Developing the Web-based corporate sales centre application at YRC required IT to loosen up and retool its thought processes about Web development. It meant abandoning its traditional ASP, back-end server approach to developing presentation and content delivery in one program for a more dynamic Ajax-like approach to deliver XML data separately from the static presentation page directly to a user's Web browser. The potential benefit was clear: It would minimize CPU, bandwidth and end- user response time. But at the time, the acronym Ajax didn't even exist and the approach was neither widely employed nor well understood.

It was critical to manage the risks associated with the changes the new system would require of both IT and the system's users. To get buy-in from the IT staff, project leaders explained the advantages of the new Web development approach and how it would work. To make sure the affected customer service constituency was on board, YRC used a team-based approach to gather requirements and develop the application, involving representatives from the eight business groups affected. The team employed an appreciative inquiry tool that allowed them to envision the new call centre improvements and build consensus around the proposed changes in business processes.

"Having processes and standards shouldn't discourage creativity, as long as there is a part of your process for problem solving," says YRC CIO Rapken. "You have to continue to encourage folks to think creatively, position it as a problem to solve, and then get out of their way." (For a view on how a misguided obsession with process improvement could well be killing innovation, read "Disrupt and Prosper, Conform and Languish", page 60.)

The new mix of technologies and Web development methodology is now being used to enable top-line growth for other YRC projects that require a rich and high-speed end-user experience. "Enabling revenue generation will be a continued focus," says Rapken. "That's good for the business. And it's good for IT."

At Ball State, IT's role has transformed rapidly from enforcing standards and technology choices to exploring and testing the newest technology and its revenue-generating potential. But Smitherman is careful to make sure IT does not abandon its core customers as it pursues emerging technologies.

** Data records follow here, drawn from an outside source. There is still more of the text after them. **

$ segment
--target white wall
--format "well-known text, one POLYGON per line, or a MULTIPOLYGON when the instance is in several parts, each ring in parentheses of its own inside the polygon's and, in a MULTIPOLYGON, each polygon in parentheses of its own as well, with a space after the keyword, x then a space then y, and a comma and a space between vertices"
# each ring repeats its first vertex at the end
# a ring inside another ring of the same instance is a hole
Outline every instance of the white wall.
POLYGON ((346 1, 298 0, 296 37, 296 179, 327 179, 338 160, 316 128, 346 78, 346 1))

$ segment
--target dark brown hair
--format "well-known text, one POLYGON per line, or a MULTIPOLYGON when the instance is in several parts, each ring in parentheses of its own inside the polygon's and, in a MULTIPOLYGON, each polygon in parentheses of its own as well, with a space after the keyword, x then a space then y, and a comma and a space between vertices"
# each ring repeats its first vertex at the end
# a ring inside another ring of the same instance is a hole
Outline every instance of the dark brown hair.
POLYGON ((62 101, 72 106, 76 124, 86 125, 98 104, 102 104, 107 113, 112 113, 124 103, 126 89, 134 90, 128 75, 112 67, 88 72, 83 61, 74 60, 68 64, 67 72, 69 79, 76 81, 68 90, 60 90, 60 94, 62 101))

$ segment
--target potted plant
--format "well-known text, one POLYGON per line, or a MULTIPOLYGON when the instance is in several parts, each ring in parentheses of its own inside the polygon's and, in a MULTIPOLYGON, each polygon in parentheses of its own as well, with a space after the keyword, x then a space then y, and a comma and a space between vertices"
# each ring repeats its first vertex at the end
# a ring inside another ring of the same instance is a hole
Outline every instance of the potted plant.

"If you're going to take risks like this, you need to mediate the imposition on the rest of your customers," says Smitherman. "And spread the benefit to as many constituencies as possible."

For example, Smitherman positioned the Digital Middletown Project and the Office of Wireless Research and Mapping that grew out of it as an opportunity for Ball State's students to get work experience to make them more marketable and for faculty to do applied research in their areas of study. Internal constituents such as the geography department and the Teacher's College got involved and benefited.

With the project, IT proved its flexibility and out-of-the-box thinking - and its ability to make money. "Every time you have a success, that gives you more credibility," says Smitherman. "It gives us the freedom to do other things that will not only continue to cut the institution's costs but also have the possibility to generate revenue."

Smitherman and his team are currently looking at the success of such ventures as rich media site JibJab and social networking site FaceBook and exploring the ways in which Ball State might profit from such IT applications. Perhaps, there's even a business spin-off in there somewhere.

"The real opportunities for generating revenue all come from the intelligent use of technology," says Smitherman. "And what better place is there to do that than in IT?"